He was a Quaker, he said, and asked what our church was doing to support the Palestinians. Not a great deal, I had to admit, although at the start of the war I'd observed the Patriarchs' call for prayer and fasting in a somewhat thin way as you may remember. My interlocutor was very disappointed at the Churches' response to the Gaza war, 'whereas they've fallen in line with what the Government's told us to feel about Ukraine, and that's a situation completely of the West's own making'. He was wearing a keffiyeh: although I think for a Christian to wear a keffiyeh as a sign of solidarity with the Palestinians is a bit like a White person blacking up to protest against racism, people will have different opinions about that and I didn't raise it. 'It's a terrible situation in which there is much evil', I offered, 'But there are many terrible situations in which there is much evil around the world, and I never quite see why so many people who aren't involved feel so invested in this one particularly'.

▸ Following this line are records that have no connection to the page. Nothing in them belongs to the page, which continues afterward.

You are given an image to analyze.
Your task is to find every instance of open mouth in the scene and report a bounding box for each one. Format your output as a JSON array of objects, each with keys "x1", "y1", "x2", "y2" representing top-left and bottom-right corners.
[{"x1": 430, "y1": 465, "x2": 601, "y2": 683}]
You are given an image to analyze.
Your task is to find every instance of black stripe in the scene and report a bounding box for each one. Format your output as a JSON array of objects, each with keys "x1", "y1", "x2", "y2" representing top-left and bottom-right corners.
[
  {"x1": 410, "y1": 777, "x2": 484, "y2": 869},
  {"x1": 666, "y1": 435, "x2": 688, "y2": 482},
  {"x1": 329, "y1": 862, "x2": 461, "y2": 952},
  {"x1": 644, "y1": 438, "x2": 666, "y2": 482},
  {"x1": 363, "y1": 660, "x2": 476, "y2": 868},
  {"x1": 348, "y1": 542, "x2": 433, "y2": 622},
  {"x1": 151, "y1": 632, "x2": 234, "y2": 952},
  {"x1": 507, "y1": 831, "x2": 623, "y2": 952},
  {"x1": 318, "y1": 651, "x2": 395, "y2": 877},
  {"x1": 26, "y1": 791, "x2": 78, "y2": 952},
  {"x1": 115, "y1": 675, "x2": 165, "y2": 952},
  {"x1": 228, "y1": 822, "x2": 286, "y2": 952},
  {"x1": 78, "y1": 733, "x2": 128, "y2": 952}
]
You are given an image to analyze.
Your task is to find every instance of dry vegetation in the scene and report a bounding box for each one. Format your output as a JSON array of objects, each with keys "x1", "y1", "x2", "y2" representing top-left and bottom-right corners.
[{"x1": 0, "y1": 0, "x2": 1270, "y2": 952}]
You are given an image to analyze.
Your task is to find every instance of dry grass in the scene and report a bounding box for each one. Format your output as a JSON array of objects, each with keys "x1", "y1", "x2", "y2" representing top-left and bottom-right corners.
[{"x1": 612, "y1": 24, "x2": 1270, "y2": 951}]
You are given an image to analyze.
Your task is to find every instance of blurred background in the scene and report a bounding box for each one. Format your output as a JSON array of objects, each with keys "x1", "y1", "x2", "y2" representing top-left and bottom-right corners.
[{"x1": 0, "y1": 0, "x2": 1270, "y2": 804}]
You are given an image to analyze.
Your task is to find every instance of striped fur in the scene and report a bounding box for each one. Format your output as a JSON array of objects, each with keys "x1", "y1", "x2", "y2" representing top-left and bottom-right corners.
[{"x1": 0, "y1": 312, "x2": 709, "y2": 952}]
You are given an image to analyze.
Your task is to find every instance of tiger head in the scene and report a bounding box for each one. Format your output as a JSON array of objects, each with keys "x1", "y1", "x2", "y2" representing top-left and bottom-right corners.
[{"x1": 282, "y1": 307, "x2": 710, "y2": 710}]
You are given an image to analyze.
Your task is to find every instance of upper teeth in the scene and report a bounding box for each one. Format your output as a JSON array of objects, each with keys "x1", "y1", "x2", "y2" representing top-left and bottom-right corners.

I was being slightly disingenuous: I have a pretty definite suspicion why, and there's a kind explanation and a less kind one. The kind one is that Christians read about Jerusalem, Bethlehem, and all these other places in their Bibles, and feel a sense of connection with them as a result. (I am curious about the fact that I don't. I have absolutely no interest at all in travelling to the Holy Land, walking in Jesus's footsteps or anything of that kind, not when the whole point of the Christian religion is that you can walk in his footsteps perfectly well here rather than burning up hydrocarbons to visit a war zone. But anyway.)
As for the second explanation, my unsought companion was about to prove it. 'Well', he said, 'How would you like it if someone was to hand your country over to the Jews? - Or anyone', he added hurriedly, editing his instinctive opinions in a way that made the original outburst worse. Thankfully by this point the café staff were very keen that he should return to his seat before it was time for him and his friend to leave.
It's not the first conversation I've had with a keffiyeh-wearing Christian who's made an eye-stretching comment about 'the Jews' - not just some Jews, not those Jews, note, but all of them. That this hides among ordinary people who talk a lot about Peace with a capital P shouldn't perhaps provoke such shocked disappointment, but it does.